DIKIR, Tradisi Pengobatan Suku Sakai di Tengah Gelombang Perubahan


'Dikir' ceremony

'Dikir' ceremony

Catatan perjalanan ke Riau 17-20 Januari 2009
Perjalanan dari Pekanbaru saya tempuh dengan jalur darat menumpang travel berjenis Avanza. Rute Pekanbaru-Duri hanya memakan waktu tiga jam kurang dan sepanjang jalan kendaran kami melintasi kompleks Chevron yang tertata rapi diseling rumah-rumah staf perusahaan minyak itu. Menurut Pak Nardia, sopir travel, perusahaan Chevron yang awalnya adalah perusahaan asing baru-baru saja menemukan lagi 22 titik pengeboran. Sudah tentu aktivitas pengeboran ini, menurut dia selain akan mendatangkan rejeki untuk para pemilik perusahaan (asing) akan membuka lapangan kerja bagi para pendatang, yang, katanya lagi, ‘dikuasai’ oleh alumnus dari sebuah perguruan tinggi negeri ternama di Jawa Barat. Pak Nardia sendiri mengakui, setelah kendaraan kami hampir mendekati Duri dan tinggal kami berdua di mobil, bahwa dia pernah bekerja sebagai salah satu staf kontrak untuk Chevron (dahulu Caltex) di salah satu divisi teknis. Dua belas tahun bukanlah waktu yang sebentar bagi Pak Nardia sehingga ketika pensiun, dia bisa menyekolahkan anaknya hingga ke perguruan tinggi. Pak Nardia memang ‘orang asli’ dari Riau, dan dia menyebut saya yang pendatang sebagai ‘orang kita Jawa’.

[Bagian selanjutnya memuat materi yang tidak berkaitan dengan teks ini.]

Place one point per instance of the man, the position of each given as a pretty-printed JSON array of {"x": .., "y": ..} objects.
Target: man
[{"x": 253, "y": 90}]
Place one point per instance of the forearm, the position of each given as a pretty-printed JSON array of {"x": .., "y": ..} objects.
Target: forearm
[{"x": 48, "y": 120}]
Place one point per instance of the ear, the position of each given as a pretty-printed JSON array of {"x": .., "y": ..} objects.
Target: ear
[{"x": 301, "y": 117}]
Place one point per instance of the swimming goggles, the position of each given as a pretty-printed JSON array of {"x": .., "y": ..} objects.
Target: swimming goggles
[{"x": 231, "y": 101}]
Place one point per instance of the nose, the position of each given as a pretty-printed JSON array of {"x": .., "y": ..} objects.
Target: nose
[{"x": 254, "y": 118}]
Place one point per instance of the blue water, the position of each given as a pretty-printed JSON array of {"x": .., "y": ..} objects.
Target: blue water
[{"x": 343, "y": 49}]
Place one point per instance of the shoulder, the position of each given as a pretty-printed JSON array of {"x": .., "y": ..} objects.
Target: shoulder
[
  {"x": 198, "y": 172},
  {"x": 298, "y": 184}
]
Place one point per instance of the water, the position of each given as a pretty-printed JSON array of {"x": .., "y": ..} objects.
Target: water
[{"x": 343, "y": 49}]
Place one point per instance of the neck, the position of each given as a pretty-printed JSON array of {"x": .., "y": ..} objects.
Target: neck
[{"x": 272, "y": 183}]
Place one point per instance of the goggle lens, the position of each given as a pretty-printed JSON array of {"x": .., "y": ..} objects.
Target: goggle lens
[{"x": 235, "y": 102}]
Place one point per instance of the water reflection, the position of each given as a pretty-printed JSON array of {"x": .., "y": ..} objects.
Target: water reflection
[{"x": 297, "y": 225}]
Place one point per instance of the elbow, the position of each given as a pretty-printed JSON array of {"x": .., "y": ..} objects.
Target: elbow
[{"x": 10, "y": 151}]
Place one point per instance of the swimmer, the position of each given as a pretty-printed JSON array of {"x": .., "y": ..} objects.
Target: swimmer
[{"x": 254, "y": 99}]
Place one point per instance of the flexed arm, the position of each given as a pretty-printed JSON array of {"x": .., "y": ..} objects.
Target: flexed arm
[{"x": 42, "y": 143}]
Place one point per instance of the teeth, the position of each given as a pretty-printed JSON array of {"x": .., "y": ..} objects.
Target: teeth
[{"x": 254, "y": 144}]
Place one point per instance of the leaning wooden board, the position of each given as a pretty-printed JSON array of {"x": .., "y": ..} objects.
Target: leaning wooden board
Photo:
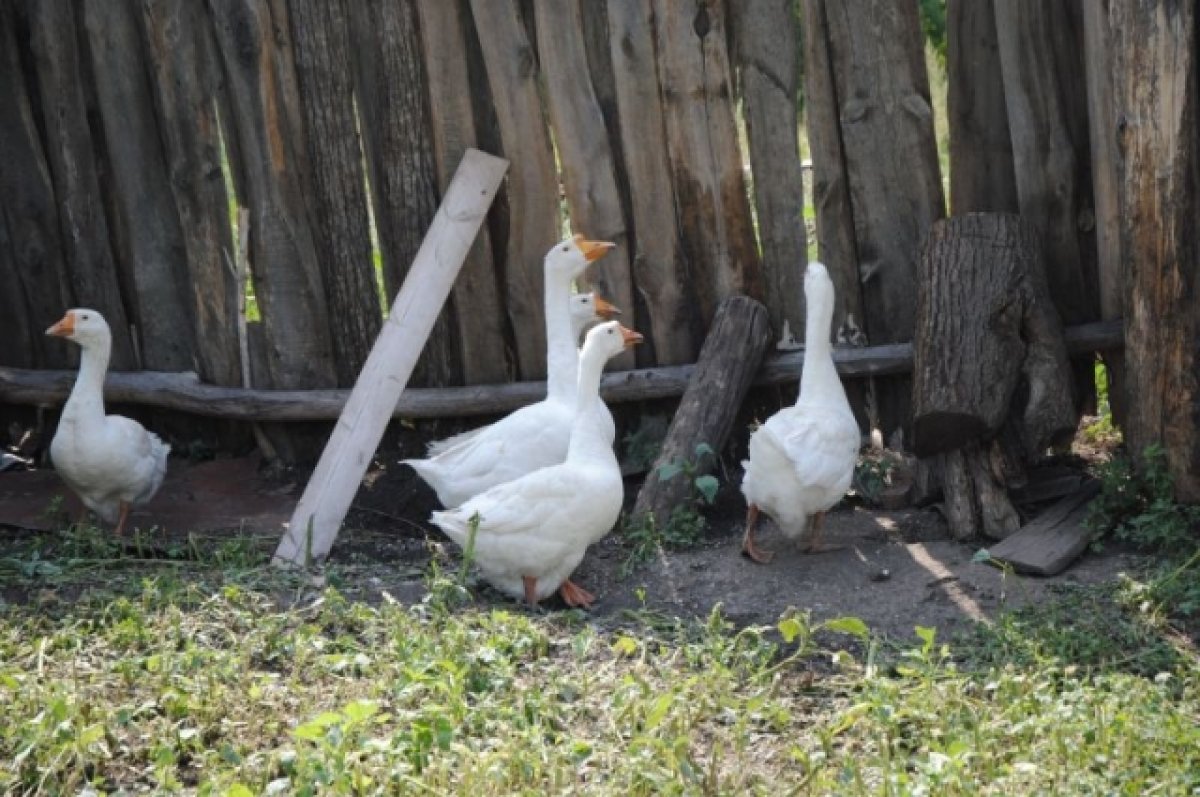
[{"x": 1053, "y": 540}]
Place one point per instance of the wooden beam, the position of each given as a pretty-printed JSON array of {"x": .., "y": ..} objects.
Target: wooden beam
[
  {"x": 328, "y": 496},
  {"x": 186, "y": 393}
]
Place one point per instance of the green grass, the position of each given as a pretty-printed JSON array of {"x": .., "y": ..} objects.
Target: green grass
[{"x": 214, "y": 675}]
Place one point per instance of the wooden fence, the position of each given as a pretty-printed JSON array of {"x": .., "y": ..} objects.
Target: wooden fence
[{"x": 130, "y": 130}]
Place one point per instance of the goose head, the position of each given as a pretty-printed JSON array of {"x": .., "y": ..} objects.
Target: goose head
[
  {"x": 571, "y": 256},
  {"x": 85, "y": 327},
  {"x": 610, "y": 339},
  {"x": 587, "y": 309}
]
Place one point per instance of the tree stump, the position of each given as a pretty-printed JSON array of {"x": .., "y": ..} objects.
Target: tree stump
[
  {"x": 991, "y": 383},
  {"x": 727, "y": 364}
]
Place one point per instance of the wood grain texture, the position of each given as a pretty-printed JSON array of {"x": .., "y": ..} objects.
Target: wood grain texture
[
  {"x": 767, "y": 48},
  {"x": 1041, "y": 54},
  {"x": 321, "y": 31},
  {"x": 982, "y": 177},
  {"x": 711, "y": 195},
  {"x": 183, "y": 71},
  {"x": 147, "y": 232},
  {"x": 1155, "y": 95},
  {"x": 34, "y": 283},
  {"x": 727, "y": 363},
  {"x": 479, "y": 311},
  {"x": 328, "y": 496},
  {"x": 70, "y": 153},
  {"x": 532, "y": 192},
  {"x": 659, "y": 268},
  {"x": 585, "y": 156},
  {"x": 283, "y": 257},
  {"x": 1103, "y": 137},
  {"x": 400, "y": 156},
  {"x": 186, "y": 393}
]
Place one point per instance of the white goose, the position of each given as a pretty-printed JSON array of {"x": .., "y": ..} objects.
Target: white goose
[
  {"x": 586, "y": 309},
  {"x": 534, "y": 531},
  {"x": 109, "y": 461},
  {"x": 802, "y": 460},
  {"x": 535, "y": 436}
]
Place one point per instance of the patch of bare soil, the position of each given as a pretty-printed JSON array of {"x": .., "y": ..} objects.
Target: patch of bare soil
[{"x": 898, "y": 569}]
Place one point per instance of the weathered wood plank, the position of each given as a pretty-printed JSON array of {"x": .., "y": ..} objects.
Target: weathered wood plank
[
  {"x": 342, "y": 232},
  {"x": 35, "y": 283},
  {"x": 767, "y": 47},
  {"x": 1053, "y": 540},
  {"x": 732, "y": 351},
  {"x": 1155, "y": 91},
  {"x": 181, "y": 67},
  {"x": 186, "y": 393},
  {"x": 659, "y": 268},
  {"x": 881, "y": 115},
  {"x": 589, "y": 172},
  {"x": 982, "y": 177},
  {"x": 479, "y": 315},
  {"x": 1041, "y": 54},
  {"x": 334, "y": 484},
  {"x": 283, "y": 257},
  {"x": 532, "y": 184},
  {"x": 70, "y": 151},
  {"x": 391, "y": 96},
  {"x": 712, "y": 204},
  {"x": 1103, "y": 137},
  {"x": 148, "y": 237}
]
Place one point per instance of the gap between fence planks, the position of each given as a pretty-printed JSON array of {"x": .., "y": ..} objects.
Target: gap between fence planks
[
  {"x": 186, "y": 393},
  {"x": 361, "y": 424}
]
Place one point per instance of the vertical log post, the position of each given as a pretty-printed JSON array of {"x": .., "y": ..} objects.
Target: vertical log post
[
  {"x": 659, "y": 268},
  {"x": 334, "y": 484},
  {"x": 1155, "y": 91},
  {"x": 727, "y": 363}
]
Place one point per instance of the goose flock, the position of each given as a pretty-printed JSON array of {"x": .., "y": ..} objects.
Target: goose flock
[{"x": 531, "y": 492}]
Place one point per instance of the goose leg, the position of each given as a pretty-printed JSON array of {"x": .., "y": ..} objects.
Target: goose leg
[
  {"x": 748, "y": 546},
  {"x": 576, "y": 595},
  {"x": 531, "y": 585},
  {"x": 815, "y": 545},
  {"x": 123, "y": 517}
]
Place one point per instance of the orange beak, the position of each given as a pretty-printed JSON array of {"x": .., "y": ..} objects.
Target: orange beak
[
  {"x": 605, "y": 309},
  {"x": 593, "y": 250},
  {"x": 631, "y": 337},
  {"x": 64, "y": 328}
]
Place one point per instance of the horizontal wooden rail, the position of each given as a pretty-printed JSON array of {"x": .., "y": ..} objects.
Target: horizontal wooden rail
[{"x": 186, "y": 393}]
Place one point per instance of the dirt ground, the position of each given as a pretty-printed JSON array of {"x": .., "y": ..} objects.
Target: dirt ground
[{"x": 898, "y": 569}]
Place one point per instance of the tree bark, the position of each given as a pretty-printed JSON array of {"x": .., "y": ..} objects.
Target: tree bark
[
  {"x": 148, "y": 234},
  {"x": 880, "y": 114},
  {"x": 400, "y": 156},
  {"x": 533, "y": 184},
  {"x": 767, "y": 37},
  {"x": 983, "y": 321},
  {"x": 982, "y": 177},
  {"x": 589, "y": 172},
  {"x": 342, "y": 232},
  {"x": 1105, "y": 186},
  {"x": 732, "y": 352},
  {"x": 1155, "y": 93},
  {"x": 70, "y": 153},
  {"x": 659, "y": 268},
  {"x": 1041, "y": 54},
  {"x": 184, "y": 391},
  {"x": 283, "y": 258},
  {"x": 35, "y": 285},
  {"x": 183, "y": 72},
  {"x": 709, "y": 185},
  {"x": 479, "y": 313}
]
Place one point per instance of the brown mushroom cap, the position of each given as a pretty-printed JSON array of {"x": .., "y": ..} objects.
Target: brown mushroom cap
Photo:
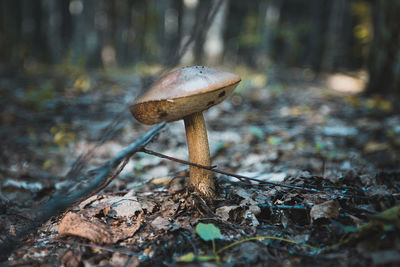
[{"x": 183, "y": 92}]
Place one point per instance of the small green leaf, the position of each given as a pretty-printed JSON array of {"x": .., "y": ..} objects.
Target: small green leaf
[
  {"x": 208, "y": 231},
  {"x": 257, "y": 131},
  {"x": 274, "y": 140}
]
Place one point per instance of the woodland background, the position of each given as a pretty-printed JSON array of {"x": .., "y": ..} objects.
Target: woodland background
[{"x": 322, "y": 36}]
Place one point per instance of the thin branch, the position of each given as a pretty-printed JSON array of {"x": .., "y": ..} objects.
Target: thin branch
[{"x": 238, "y": 176}]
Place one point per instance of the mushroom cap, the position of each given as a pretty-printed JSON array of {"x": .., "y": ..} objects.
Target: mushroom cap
[{"x": 183, "y": 92}]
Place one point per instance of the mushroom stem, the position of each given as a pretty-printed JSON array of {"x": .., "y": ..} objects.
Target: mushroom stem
[{"x": 199, "y": 153}]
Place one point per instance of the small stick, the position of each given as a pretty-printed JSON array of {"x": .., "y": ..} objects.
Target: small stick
[{"x": 213, "y": 168}]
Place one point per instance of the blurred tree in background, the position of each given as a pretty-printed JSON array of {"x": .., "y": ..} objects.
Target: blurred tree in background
[{"x": 323, "y": 36}]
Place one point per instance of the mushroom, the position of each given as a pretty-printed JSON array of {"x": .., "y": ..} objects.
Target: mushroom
[{"x": 185, "y": 94}]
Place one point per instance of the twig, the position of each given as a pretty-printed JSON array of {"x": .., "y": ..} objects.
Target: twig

Memang perekonomian di Pekanbaru sebagai ibukota provinsi saat ini dapat dikatakan ditopang oleh urban sectors yang dimiliki oleh beragam etnis. Keberadaan Chevron membuat Provinsi Riau dapat disebut sebagai ‘Texas’. Jika kita berjalan-jalan di kota Pekanbaru, gemerlap lampu dari pusat-pusat perbelanjaan yang notabene berskala menengah-atas dipegang oleh kalangan etnis Cina. Orang Minang dan sebagian pedagang juga berasal dari Bugis. Komposisi etnis yang beraneka ini juga telah ditelusuri oleh antropolog Parsudi Suparlan dalam bukunya ‘Orang Sakai di Riau: Masyarakat Terasing dalam Masyarakat Indonesia’ (YOI, 1995). Di pusat kota Pekanbaru, gedung-gedung pemerintahan berarsitektur Melayu berdiri megah. Sudah barang tentu yang termegah adalah kantor Gubernur Riau.

’Petualangan’ saya ke Riau kali ini adalah untuk ‘mengikuti’ perjalanan riset Dina, program officer Yayasan Interseksi yang melakukan penelitian tentang transformasi identitas orang Sakai di Riau. Siapa sangka di balik kegermelapan urban di Pekanbaru, saya akan menemukan berbagai sisi yang tampaknya paradoks?

Setiba di Duri, saya langsung menuju ke sebuah motel bertingkat, “Fadjar” yang terletak dekat pertigaan jalur bis dari Duri ke Pekanbaru. Dengan harga menginap 70 ribu per hari, fasilitas kamar tersebut adalah dua bed ukuran kecil dan satu kamar mandi. Saya tidak merasakan ada perbedaan antara suasana kota Duri dengan kota Depok di Jawa Barat, di hari pertama ini, mungkin karena baru satu jam-an sampai. Di luar hotel, kendaraan tampak sibuk lalu lalang dan sejauh mata memandang dalam jarak satu kilometer, ruko-ruko berjajar rapi di pinggir kanan dan kiri jalan raya yang beraspal mulus. Satu hal yang saya perhatikan, ketika sempat datang ke sebuah warung untuk makan, di dekat pertokoan itu terletak rumah sakit swasta yang tampaknya selalu ramai pengunjung, bahkan ketika hari menjelang malam. Saya coba menanyakan, apa umumnya penyakit atau keluhan yang diderita oleh warga di kota Duri? Menurut perawat, ISPA (infeksi saluran pernapasan), yang disebabkan oleh hirupan debu yang beterbangan oleh frekuensi lalu lintas truk dari perusahaan minyak yang lalu lalang.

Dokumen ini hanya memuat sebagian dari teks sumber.